Peter has hooked up a spy-cam to his glasses to film the proceedings — like when Maggie tells the new recruits her story about being a time traveler from the future. But as the film moves along, it focuses ever more intently on the question of whether Maggie really believes her own story or has ulterior motives. Those questions just aren’t good enough, nor are the plot twists unusual enough to keep us guessing.

Directed by Zal Batmanglij, who also co-wrote the script with actor Marling, this film sustains your attention even through scenes that seem either odd (like when the germaphobic shut-in Maggie, who eats only foods grown in her own hydroponic growhouse, nevertheless opens a window and lights up a cigarette) or stereotyped (when one of the cult’s henchwomen whisks Lorna off to a woodsy area to teach her how to fire a gun — a scene we’ve seen in what, three or four recent films?).

Not to mention my biggest disappointment: the filmmakers only used the “sound of my voice” theme sloppily, dropped in absent-mindedly, rather than plumbed for more. What is it about the voices of these cult leaders, their ability to put concepts together for their adherents, to insinuate themselves like earworms into the brains of eager followers? That’s interesting. This film doesn’t touch the topic, nor does it convince me that Maggie’s voice or sentences will haunt me later. If they could create a movie poster as vivid and enticing as this one, I argue, surely they could have spent more time on the script.

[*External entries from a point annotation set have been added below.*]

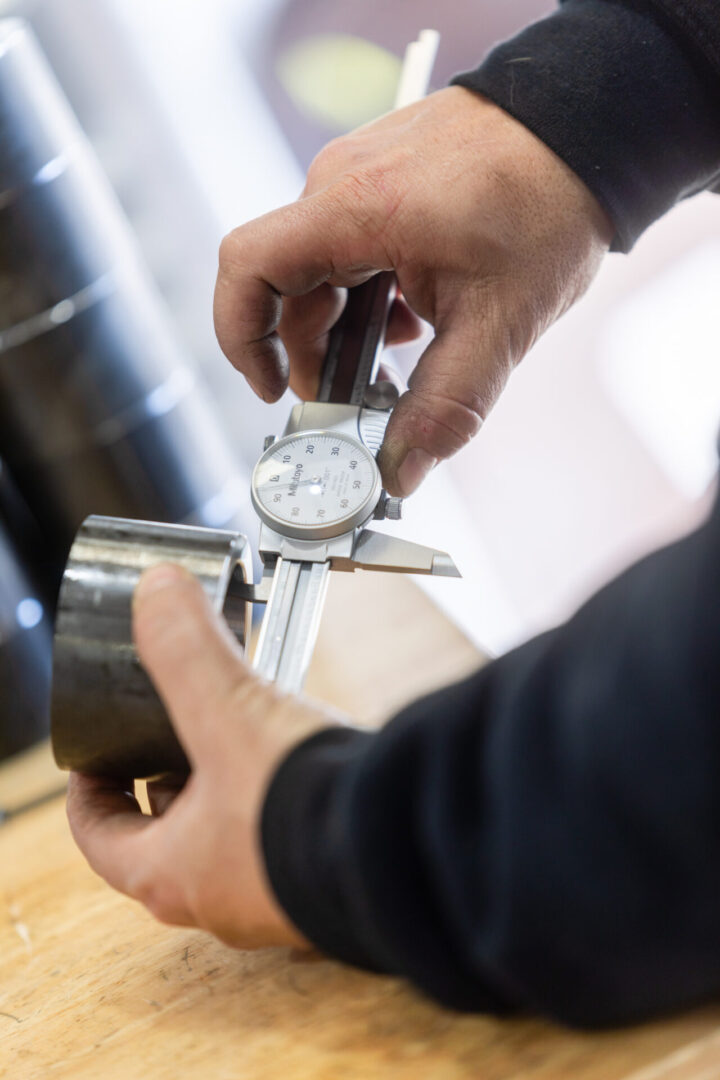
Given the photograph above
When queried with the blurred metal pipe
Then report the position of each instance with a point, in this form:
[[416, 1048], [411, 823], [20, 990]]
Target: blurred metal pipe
[[25, 657], [99, 409]]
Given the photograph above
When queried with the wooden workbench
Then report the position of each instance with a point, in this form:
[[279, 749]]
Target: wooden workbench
[[92, 988]]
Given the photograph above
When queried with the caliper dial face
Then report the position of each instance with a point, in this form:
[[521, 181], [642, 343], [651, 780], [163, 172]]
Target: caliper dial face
[[315, 484]]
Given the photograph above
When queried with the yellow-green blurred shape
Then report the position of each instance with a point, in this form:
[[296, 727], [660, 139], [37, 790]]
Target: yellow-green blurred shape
[[339, 80]]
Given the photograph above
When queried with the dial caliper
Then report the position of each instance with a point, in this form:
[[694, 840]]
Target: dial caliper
[[316, 488]]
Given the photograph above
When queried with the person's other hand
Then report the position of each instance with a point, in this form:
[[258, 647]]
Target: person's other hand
[[491, 238], [198, 861]]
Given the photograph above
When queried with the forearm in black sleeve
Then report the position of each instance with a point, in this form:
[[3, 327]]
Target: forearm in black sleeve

As you can see, I walked out feeling frustrated — partly because the overall vision for this quasi-sci-fi film was ultimately so muddled by its emphasis on style and creepy anticipation; and partly because the final big plot twist makes the entire film look more like a 45-minute long X-Files episode rather than a smart, well-plotted full-length feature. So as much as I’d like to see writer/actor Marling as part of a new wave of women filmmakers, I’m going to table my enthusiasm for now … and at the risk of sounding bossy, suggest that she throw herself more completely into articulating a vision for a film before racing into production.